South Carolina Senator Lindsey Graham, one of the leading Republican proponents of immigration legislation, has been nudging Trump for months on the issue. He’s been a golf partner and offered the president public praise after being one of his leading critics during the campaign.

But when Graham offered up legislation to resolve the DACA dispute, co-sponsored with Democratic Senator Dick Durbin of Illinois, Trump rejected it. Graham was one of four Republican senators to vote against letting a Republican temporary funding plan advance to the Senate floor.

GOP leaders refuse to vote on that issue for fear of angering the anti-immigration part of their base unless Trump gets behind a proposal and provides them cover. But the president’s shifting stances have led to paralysis on immigration.

Linkage to Spending

To Republicans, the original sin of the shutdown was Democrats linking the funding bill to the plight of dreamers, two issues they consider unrelated.

“There’s only one reason we ended up here: the shoehorning of illegal immigration into this debate,” Senate Majority Leader Mitch McConnell said Saturday on the Senate floor. “Now having said that, there is a lot of sympathy in this body for doing something about the DACA kids.”

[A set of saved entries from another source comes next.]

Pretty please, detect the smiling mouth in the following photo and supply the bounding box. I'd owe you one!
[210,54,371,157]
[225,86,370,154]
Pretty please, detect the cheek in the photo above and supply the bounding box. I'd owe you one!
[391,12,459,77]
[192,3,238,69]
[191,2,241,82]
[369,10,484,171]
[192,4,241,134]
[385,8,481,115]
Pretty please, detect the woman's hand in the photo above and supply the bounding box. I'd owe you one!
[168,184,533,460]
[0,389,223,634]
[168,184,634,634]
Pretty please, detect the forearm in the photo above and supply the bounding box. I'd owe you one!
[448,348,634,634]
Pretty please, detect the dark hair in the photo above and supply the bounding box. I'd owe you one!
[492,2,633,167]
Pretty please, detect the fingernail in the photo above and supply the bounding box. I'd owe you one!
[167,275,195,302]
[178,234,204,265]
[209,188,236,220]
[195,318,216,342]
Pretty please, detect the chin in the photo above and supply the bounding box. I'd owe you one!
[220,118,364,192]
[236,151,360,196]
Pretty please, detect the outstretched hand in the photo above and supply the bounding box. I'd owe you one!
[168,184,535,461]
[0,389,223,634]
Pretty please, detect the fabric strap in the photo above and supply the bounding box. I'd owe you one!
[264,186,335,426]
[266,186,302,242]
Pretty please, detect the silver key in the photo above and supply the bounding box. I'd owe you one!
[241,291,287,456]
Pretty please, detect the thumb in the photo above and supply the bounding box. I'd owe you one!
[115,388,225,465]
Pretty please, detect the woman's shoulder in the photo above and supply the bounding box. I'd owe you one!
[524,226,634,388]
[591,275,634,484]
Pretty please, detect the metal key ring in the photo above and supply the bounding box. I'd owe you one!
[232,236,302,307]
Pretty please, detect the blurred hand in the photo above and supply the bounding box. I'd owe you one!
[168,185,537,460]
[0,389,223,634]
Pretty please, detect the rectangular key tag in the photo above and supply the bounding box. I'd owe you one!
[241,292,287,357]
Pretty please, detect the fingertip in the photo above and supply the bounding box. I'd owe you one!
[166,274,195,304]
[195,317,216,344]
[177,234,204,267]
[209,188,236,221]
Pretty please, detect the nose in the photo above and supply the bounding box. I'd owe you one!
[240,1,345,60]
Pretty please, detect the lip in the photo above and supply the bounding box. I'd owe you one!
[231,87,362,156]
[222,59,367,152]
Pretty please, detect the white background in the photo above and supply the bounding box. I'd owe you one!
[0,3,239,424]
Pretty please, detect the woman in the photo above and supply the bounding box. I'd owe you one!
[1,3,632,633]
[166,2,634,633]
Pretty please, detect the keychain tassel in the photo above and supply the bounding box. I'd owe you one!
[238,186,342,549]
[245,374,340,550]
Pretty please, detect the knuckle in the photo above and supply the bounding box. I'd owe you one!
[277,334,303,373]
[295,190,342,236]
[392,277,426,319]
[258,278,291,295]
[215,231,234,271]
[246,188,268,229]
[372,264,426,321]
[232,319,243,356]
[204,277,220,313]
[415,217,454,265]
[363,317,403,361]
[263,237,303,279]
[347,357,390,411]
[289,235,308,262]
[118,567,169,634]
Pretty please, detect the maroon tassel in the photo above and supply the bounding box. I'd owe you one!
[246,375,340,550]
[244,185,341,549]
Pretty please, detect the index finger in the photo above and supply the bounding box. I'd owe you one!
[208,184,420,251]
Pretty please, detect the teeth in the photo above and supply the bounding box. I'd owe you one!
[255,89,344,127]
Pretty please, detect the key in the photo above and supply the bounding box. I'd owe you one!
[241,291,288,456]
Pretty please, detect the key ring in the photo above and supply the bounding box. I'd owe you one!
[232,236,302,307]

The Kentucky Republican conceded that Trump’s views on DACA “have not been made fully apparent yet” as he goes back and forth on what sort of deal he’s willing to accept. But McConnell insisted the government should remain open on a short-term basis while negotiations continue.

Democrats are skeptical Republicans will ever support the DACA resolution unless forced to, no matter Trump’s shifting positions.

“It needs to be attached to major spending bills so it makes it to the Oval Office,” Merkley said.

But that position has only inflamed GOP hardliners.

“By forcing this government shutdown, Senator Schumer and his colleagues are putting unlawful immigrants before America’s lawful citizens, children, and our troops,” said House Judiciary Chairman Bob Goodlatte, referring to Democratic Senate leader Chuck Schumer. “No discussions on including DACA in this funding bill should be on the table while Senator Schumer and his allies hold the American people and our government hostage.”

Democrats are “fixated on amnesty,” said Senator John Kennedy, a Louisiana Republican. “I just think this is a manufactured crisis.”